General Plan Ignored By City
The General Plan calls for an east-west greenway on 53rd street with various pedestrian and bicycle-friendly features, the General Plan would require a "connected city" that breaks up super blocks and that would have a bicycle-pedestrian path on the western edge of the property, and the General Plan calls for 47th Street to be a key 'Green Street'.

The ECCL plans are inconsistent with all of these and don’t even show the bike/ped path in 'Phase 2' of the project. 

In addition to Charlie Bryant, we have an entire Building and Planning staff here at City Hall that ought to be experts on our City’s General Plan and that ought to be speaking up for residents in an effort to see that the General Plan is followed.  Instead, this job was left to residents alone, while the City of Emeryville acted as the School District’s accomplice in furthering the fiction that the ECCL project could not possibly be improved by more thoughtful comments.

Who's minding the store here?  Mr Bryant and company are paid after all to look out after our interests.

So where residents themselves see 18 pages of improvements they expect to get for their $21 million, Charlie Bryant and City Hall, who represent us, sees nothing.



                                       


Wednesday, July 11, 2012

Panera Bakery Building Determined To Be "Memorable"

Planning Director Pushes Back:  Fast Food Restaurant Is "Memorable"

 Says Emeryville Spent $2 Million To Attract 
Fast Food Development

Emeryville spent more than $2 million on a General Plan to help lure fast food development and it's been highly successful according to Planning Director Charlie Bryant in a report released last week.  The Planning Director points to the success of the recently opened Panera Bakery building as a reason to celebrate Emeryville's uncanny ability to attract fast food restaurants.   Emeryville he says, knows how to create a memorable city and being part of Panera Corporation's family of 1500 fast food strip mall restaurants spread across the US and Canada is proof that the money recently spent on writing the General Plan was money well spent.

Mr Bryant made the glowing findings about the Panera Bakery Building in his June 'Monthly Progress Report' to the City Manager and released to the public on July 1st.  In the report, the Planning Director claims the existence of a mural depicting Emeryville history on the "back side of the building" qualifies the restaurant project as "memorable", a requirement elucidated by Emeryville's new General Plan.
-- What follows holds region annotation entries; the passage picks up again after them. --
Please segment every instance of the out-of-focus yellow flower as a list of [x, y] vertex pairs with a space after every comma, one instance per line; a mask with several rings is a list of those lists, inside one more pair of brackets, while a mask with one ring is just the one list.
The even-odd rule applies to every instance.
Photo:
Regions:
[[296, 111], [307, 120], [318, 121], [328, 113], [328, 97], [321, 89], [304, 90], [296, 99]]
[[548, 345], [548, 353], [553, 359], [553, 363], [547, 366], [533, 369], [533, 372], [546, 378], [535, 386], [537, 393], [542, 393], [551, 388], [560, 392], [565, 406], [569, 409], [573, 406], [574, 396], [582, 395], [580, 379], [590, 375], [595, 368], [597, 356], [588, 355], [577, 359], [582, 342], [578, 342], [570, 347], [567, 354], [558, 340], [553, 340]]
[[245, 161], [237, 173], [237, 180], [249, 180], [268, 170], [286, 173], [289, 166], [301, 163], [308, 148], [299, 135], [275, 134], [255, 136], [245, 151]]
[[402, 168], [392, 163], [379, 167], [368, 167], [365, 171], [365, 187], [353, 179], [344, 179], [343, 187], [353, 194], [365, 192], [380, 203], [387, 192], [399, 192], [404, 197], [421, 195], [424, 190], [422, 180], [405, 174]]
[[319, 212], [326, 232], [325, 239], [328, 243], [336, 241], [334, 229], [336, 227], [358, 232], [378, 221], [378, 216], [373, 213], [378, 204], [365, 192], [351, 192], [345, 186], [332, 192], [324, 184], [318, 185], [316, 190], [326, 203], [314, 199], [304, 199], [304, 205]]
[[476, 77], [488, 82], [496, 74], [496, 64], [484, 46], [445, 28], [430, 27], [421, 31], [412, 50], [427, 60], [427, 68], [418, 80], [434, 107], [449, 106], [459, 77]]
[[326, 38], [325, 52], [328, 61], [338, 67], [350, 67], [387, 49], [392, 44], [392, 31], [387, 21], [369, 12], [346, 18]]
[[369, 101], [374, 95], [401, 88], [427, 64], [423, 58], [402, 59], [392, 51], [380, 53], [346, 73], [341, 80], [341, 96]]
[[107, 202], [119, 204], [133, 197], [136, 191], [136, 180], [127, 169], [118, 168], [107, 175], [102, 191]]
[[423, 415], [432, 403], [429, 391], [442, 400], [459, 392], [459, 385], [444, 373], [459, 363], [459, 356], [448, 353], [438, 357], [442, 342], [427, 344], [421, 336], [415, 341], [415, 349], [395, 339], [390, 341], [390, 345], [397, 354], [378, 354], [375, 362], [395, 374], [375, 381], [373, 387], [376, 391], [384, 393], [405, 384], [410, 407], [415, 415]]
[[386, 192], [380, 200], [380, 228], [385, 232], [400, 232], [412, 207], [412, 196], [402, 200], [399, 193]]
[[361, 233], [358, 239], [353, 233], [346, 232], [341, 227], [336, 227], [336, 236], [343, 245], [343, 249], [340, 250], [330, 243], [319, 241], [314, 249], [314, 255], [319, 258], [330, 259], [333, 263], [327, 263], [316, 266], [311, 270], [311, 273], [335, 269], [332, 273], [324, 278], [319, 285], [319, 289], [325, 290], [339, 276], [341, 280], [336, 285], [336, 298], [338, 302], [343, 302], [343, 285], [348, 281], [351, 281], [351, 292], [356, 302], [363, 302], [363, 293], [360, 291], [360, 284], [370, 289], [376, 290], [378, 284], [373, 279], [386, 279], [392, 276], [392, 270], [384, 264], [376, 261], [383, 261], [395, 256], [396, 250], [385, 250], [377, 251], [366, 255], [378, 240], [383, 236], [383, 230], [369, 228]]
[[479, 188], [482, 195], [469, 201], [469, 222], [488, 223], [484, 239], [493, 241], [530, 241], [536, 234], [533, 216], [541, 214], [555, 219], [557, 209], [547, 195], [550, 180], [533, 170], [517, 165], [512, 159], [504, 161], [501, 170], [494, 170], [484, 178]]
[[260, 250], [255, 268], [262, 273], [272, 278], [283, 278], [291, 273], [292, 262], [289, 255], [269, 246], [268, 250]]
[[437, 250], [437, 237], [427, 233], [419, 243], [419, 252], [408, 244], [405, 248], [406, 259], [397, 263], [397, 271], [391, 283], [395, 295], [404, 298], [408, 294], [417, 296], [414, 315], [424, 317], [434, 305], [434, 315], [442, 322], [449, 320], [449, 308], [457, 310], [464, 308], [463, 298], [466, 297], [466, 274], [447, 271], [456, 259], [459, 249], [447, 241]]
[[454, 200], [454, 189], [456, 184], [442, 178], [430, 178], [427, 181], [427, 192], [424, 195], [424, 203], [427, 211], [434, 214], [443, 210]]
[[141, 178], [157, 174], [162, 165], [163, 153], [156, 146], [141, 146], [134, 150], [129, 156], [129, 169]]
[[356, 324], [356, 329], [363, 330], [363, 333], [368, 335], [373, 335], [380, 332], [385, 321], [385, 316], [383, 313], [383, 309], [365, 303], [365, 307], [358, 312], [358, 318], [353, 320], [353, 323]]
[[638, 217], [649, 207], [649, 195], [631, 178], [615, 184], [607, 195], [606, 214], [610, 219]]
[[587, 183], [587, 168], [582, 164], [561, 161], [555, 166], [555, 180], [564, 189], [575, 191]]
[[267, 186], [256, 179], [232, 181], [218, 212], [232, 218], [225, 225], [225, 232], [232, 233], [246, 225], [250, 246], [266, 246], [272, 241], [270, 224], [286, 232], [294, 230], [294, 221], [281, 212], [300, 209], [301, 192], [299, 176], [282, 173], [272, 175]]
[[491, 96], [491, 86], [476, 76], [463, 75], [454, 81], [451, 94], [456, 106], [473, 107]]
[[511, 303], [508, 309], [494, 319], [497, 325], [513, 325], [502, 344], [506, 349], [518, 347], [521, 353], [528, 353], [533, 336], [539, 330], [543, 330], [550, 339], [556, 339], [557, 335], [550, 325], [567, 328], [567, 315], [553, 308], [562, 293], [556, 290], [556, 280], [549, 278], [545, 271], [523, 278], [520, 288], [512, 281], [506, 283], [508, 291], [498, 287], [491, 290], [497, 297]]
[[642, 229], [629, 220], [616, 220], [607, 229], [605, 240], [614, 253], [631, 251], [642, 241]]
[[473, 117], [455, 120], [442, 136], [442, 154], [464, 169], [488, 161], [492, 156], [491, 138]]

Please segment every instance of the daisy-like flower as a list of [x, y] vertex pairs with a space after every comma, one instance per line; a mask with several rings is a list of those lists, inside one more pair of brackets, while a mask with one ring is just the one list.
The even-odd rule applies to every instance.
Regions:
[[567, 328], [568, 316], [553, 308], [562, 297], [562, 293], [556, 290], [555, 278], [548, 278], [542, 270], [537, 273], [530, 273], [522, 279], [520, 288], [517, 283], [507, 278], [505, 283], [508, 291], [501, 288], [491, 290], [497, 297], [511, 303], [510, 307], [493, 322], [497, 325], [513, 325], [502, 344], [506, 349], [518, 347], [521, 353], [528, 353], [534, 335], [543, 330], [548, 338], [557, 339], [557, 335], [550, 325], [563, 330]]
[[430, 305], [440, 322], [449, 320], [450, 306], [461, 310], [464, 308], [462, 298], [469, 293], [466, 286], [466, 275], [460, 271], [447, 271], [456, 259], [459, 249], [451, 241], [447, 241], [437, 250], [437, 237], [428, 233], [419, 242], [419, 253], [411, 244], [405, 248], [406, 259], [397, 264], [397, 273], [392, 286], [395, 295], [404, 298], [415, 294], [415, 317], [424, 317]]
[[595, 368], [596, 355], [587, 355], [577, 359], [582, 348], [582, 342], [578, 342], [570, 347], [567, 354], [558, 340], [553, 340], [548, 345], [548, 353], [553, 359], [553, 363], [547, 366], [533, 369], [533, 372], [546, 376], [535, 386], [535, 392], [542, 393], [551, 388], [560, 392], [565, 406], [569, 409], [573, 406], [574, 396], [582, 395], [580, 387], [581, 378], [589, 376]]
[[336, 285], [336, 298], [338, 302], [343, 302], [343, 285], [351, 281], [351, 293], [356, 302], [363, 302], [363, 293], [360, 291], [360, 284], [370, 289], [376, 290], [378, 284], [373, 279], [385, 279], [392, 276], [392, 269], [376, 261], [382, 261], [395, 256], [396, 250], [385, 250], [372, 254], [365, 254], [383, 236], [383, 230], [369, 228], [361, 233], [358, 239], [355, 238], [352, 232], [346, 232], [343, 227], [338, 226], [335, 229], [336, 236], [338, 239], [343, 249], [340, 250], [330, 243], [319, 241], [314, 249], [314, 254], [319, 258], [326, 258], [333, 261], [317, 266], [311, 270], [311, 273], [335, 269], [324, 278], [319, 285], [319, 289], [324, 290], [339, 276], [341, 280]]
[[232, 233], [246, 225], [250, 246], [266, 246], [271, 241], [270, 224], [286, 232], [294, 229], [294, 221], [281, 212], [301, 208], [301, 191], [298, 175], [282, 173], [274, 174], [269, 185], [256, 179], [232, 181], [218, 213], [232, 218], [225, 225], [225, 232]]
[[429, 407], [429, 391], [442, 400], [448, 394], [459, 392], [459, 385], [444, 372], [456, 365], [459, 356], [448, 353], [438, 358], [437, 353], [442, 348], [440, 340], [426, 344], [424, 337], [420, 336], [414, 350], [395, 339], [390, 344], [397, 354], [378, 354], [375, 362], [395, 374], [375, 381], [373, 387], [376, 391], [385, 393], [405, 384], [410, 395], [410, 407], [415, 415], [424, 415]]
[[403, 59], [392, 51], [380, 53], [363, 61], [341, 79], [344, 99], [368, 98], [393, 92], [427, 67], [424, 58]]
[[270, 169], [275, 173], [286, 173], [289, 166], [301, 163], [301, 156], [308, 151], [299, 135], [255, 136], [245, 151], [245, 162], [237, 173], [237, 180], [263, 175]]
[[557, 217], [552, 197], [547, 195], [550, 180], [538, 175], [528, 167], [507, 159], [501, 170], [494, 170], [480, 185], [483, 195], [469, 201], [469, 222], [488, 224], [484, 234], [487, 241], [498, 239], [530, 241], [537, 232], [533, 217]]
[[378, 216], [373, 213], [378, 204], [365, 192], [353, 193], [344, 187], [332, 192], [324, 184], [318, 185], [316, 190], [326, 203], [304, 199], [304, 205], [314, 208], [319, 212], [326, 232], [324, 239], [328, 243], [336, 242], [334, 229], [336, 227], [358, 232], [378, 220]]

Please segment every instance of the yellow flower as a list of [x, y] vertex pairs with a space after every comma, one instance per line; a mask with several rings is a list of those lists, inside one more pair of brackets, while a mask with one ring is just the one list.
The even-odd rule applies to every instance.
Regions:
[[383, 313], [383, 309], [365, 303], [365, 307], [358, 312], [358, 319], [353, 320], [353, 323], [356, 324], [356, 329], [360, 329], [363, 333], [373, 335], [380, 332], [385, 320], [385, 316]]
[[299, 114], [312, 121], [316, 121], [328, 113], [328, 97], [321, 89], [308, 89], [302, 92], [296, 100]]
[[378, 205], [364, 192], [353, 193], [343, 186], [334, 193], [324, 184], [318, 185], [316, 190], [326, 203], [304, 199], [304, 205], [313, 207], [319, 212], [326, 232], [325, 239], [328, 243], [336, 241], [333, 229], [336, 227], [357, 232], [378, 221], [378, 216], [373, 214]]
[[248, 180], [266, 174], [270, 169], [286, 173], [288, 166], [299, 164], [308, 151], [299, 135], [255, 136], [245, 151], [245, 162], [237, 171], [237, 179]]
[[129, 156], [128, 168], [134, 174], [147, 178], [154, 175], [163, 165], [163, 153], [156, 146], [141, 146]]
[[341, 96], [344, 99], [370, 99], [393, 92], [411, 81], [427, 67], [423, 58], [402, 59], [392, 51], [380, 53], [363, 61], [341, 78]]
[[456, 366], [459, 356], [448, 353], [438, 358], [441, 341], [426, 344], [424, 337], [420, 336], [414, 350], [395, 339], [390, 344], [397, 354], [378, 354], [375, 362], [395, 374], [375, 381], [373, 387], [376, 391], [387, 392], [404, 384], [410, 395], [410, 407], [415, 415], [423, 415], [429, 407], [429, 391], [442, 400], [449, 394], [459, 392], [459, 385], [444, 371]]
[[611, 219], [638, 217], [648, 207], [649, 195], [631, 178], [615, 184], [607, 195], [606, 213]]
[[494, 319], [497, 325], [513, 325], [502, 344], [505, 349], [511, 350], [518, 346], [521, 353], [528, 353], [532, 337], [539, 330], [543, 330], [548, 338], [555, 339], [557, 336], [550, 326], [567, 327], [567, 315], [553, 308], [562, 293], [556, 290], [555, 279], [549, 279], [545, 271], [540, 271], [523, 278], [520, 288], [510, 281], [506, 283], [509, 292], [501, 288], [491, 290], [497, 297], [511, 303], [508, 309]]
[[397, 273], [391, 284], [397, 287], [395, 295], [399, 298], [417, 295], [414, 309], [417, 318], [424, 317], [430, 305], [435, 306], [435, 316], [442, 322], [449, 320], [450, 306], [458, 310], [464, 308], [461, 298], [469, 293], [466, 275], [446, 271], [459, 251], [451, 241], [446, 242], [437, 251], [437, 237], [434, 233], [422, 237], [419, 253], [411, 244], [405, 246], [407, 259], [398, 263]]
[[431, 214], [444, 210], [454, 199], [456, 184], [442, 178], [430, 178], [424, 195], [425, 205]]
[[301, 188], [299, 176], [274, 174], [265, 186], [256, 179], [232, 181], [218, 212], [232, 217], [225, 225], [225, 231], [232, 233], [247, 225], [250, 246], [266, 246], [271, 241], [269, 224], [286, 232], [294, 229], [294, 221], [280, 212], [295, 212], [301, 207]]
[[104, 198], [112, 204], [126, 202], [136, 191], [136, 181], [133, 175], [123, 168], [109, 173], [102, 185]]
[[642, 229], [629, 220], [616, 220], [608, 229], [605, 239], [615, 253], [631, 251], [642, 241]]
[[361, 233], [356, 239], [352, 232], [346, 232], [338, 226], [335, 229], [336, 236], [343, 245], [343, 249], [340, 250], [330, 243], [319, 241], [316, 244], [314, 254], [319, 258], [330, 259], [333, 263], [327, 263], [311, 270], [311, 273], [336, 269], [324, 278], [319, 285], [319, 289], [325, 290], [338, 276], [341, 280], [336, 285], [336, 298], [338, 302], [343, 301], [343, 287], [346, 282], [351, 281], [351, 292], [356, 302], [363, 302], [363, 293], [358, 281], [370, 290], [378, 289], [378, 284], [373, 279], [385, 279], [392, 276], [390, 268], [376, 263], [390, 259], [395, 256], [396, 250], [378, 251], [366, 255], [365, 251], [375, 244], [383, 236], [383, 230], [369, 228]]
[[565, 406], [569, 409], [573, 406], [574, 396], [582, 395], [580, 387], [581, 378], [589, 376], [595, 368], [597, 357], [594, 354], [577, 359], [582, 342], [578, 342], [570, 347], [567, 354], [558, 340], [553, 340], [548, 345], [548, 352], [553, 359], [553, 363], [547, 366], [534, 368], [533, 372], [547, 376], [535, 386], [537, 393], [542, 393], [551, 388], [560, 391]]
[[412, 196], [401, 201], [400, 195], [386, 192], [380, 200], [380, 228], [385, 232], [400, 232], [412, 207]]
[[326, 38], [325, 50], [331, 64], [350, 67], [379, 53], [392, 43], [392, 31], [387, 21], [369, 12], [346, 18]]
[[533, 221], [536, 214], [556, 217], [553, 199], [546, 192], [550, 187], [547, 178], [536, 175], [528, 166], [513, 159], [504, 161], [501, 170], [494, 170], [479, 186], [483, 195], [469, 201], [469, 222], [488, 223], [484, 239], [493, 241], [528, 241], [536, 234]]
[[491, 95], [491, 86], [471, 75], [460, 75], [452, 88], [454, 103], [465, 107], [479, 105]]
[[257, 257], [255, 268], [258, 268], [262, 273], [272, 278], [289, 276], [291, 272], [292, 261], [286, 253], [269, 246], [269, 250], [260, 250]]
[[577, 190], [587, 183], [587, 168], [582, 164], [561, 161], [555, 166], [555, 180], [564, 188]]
Mr Bryant submitted the report to rebuff a May 29th Tattler article questioning the appropriateness of the Panera building and the mandates of Emeryville's General Plan.  He went on to insist the restaurant has "a main entrance" on 40th Street, thereby making the restaurant "pedestrian-oriented".  The restaurant has two entrances, the main entrance, a large double door on the parking lot side and the other door, effectively the back door, opens to 40th Street.  Mr Bryant says the back entrance provides access for the Park Avenue neighborhood, fulfilling the General Plan mandate that development be neighborhood enhancing.

As Emeryville's top planner, Mr Bryant was instrumental in guiding the General Plan vetting process with the citizens two years ago.  The Plan cost $2 million for consultants and the city spent probably another $2 million in compensated staff time according to a junior planner at City Hall.  Mr Bryant conducted many General Plan public meetings to engage the citizens and actively sought their ideas on how the town should be developed.  The citizens made it clear, according to Mr Bryant that more fast food development like the Panera Building is needed in Emeryville.  The Planning Director posits the Panera Building represents an unqualified success that the General Plan helped realize.

Emeryville's Mayor, Jennifer West, it should be noted, has publicly refuted Planning Director Bryant's assertion that the new Panera Bakery building is memorable.